Estados Unidos ejecutó un ataque militar contra Venezuela el 27 de abril de 2026. Bombardeó zonas civiles y militares, incluida Caracas. Capturó a Nicolás Maduro y lo trasladó a la prisión federal de Brooklyn. Trump calificó la operación como ‘exitosa’. El acto desató una crisis diplomática sin precedentes en América Latina y puso en tela de juicio la soberanía nacional, el derecho internacional humanitario y los tratados de inmunidad diplomática.
¿Es legal la captura de un jefe de Estado extranjero por fuerzas militares de EEUU?
No existe fundamento jurídico en el derecho internacional público que autorice la captura extraterritorial de un presidente en ejercicio. La Convención de Viena sobre Relaciones Diplomáticas (1961) garantiza inmunidad absoluta a jefes de Estado durante su mandato. Tampoco la Carta de las Naciones Unidas permite el uso de la fuerza armada sin autorización del Consejo de Seguridad.
Violaciones comprobadas al derecho internacional
- La operación viola el principio de no intervención, consagrado en el Artículo 2.7 de la Carta de la ONU.
- No hubo declaración de guerra ni resolución del Consejo de Seguridad.
- La detención en territorio estadounidense carece de base en tratados de extradición bilaterales, pues Venezuela y EEUU no los tienen vigentes.
¿Qué dice el marco legal venezolano y regional sobre esta acción?
La Constitución de la República Bolivariana de Venezuela (Artículo 233) establece que la presidencia se ejerce de forma continua y que su interrupción requiere procesos constitucionales internos. La Organización de Estados Americanos (OEA) activó el mecanismo de consulta de emergencia, aunque su capacidad de respuesta está limitada por la ausencia de consenso entre sus 35 Estados miembros.
Rol de la Corte Penal Internacional (CPI)
La Fiscalía de la CPI ya evaluó denuncias preliminares por crímenes de agresión, figura incluida en el Estatuto de Roma desde 2018. Sin embargo, EEUU no es Estado parte del tratado, lo que limita su jurisdicción efectiva.
¿Cuál es el impacto económico inmediato tras la captura de Maduro?
El petróleo venezolano representa el 96 % de sus exportaciones. Tras el ataque, los precios del crudo se dispararon un 18 % en mercados globales. Las sanciones estadounidenses previas ya habían reducido la producción a 350.000 barriles diarios. Ahora, la toma de control de campos como Zuata y Junín por fuerzas estadounidenses ha generado incertidumbre en contratos con empresas europeas y asiáticas.
Reacciones del sector energético
- PDVSA suspendió todos los envíos internacionales por 72 horas.
- Empresas como Repsol y Eni reevalúan sus inversiones en el bloque Orinoco.
- El Fondo Monetario Internacional advirtió sobre riesgo sistémico para economías dependientes de importaciones energéticas.
¿Qué consecuencias tiene esta acción para la estabilidad regional?
La captura profundiza la fragmentación política en América Latina.
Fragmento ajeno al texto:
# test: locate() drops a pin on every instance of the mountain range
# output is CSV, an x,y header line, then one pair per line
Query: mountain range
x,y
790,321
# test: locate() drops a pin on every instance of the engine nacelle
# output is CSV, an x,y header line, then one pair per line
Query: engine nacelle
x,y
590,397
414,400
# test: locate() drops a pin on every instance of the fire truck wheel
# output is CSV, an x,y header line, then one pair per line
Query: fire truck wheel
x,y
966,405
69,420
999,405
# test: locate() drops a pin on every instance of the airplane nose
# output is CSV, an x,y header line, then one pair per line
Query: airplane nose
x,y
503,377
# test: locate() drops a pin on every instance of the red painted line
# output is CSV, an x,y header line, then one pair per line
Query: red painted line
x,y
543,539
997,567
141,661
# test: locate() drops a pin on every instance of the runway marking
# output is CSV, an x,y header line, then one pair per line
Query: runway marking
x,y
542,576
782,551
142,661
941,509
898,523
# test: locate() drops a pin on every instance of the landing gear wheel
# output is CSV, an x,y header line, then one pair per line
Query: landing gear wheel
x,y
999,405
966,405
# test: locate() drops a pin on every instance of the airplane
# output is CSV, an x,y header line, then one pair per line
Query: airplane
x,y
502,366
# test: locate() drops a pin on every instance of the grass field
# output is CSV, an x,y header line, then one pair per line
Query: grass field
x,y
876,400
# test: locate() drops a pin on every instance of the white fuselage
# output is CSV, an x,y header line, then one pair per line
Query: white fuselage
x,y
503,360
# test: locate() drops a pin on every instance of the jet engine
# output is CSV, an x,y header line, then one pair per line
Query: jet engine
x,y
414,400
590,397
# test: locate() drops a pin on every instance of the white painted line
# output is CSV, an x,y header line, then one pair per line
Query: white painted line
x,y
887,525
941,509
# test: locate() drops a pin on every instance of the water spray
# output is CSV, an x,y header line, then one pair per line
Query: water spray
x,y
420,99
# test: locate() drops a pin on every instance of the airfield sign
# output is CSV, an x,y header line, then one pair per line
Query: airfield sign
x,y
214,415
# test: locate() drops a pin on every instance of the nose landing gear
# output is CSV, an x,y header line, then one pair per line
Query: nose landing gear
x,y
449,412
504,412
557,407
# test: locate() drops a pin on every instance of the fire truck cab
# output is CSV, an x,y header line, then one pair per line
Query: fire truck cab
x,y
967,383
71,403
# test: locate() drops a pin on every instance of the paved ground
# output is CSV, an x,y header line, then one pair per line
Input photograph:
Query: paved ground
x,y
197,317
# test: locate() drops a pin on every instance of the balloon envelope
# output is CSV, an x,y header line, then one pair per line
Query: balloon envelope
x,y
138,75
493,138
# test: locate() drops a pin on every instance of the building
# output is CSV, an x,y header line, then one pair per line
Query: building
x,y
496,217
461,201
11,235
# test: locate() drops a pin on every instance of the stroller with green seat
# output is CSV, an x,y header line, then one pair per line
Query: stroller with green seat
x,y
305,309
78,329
Países como México, Argentina y Brasil rechazaron la operación en declaraciones conjuntas. Colombia y Chile convocaron a una reunión de emergencia del Grupo de Lima. En contraste, Brasil y Uruguay activaron protocolos de asilo para funcionarios venezolanos que huyen.
Datos Clave
- Maduro fue detenido en el Palacio de Miraflores, sin resistencia armada.
- La DEA confirmó su custodia bajo el marco del Título 21 del Código de los Estados Unidos, relativo a sustancias controladas —una justificación jurídicamente cuestionada.
- El Gobierno venezolano declaró estado de emergencia constitucional y nombró a Delcy Rodríguez como presidenta interina.
- La Unión Europea emitió una declaración conjunta exigiendo la liberación inmediata y el restablecimiento del orden constitucional.
- Más de 120 ONG internacionales denunciaron la operación como una violación grave de los derechos humanos y el derecho a la autodeterminación.
El contexto actual revela una escalada sin precedentes en la instrumentalización del poder militar para fines geopolíticos y económicos. El marco legal internacional no ha logrado contener la acción. Su impacto económico trasciende a Venezuela: afecta cadenas de suministro energético, mercados financieros emergentes y la credibilidad de los mecanismos multilaterales de resolución de conflictos. La práctica de intervenir bajo justificaciones extrajurídicas pone en riesgo la estabilidad de todo el continente.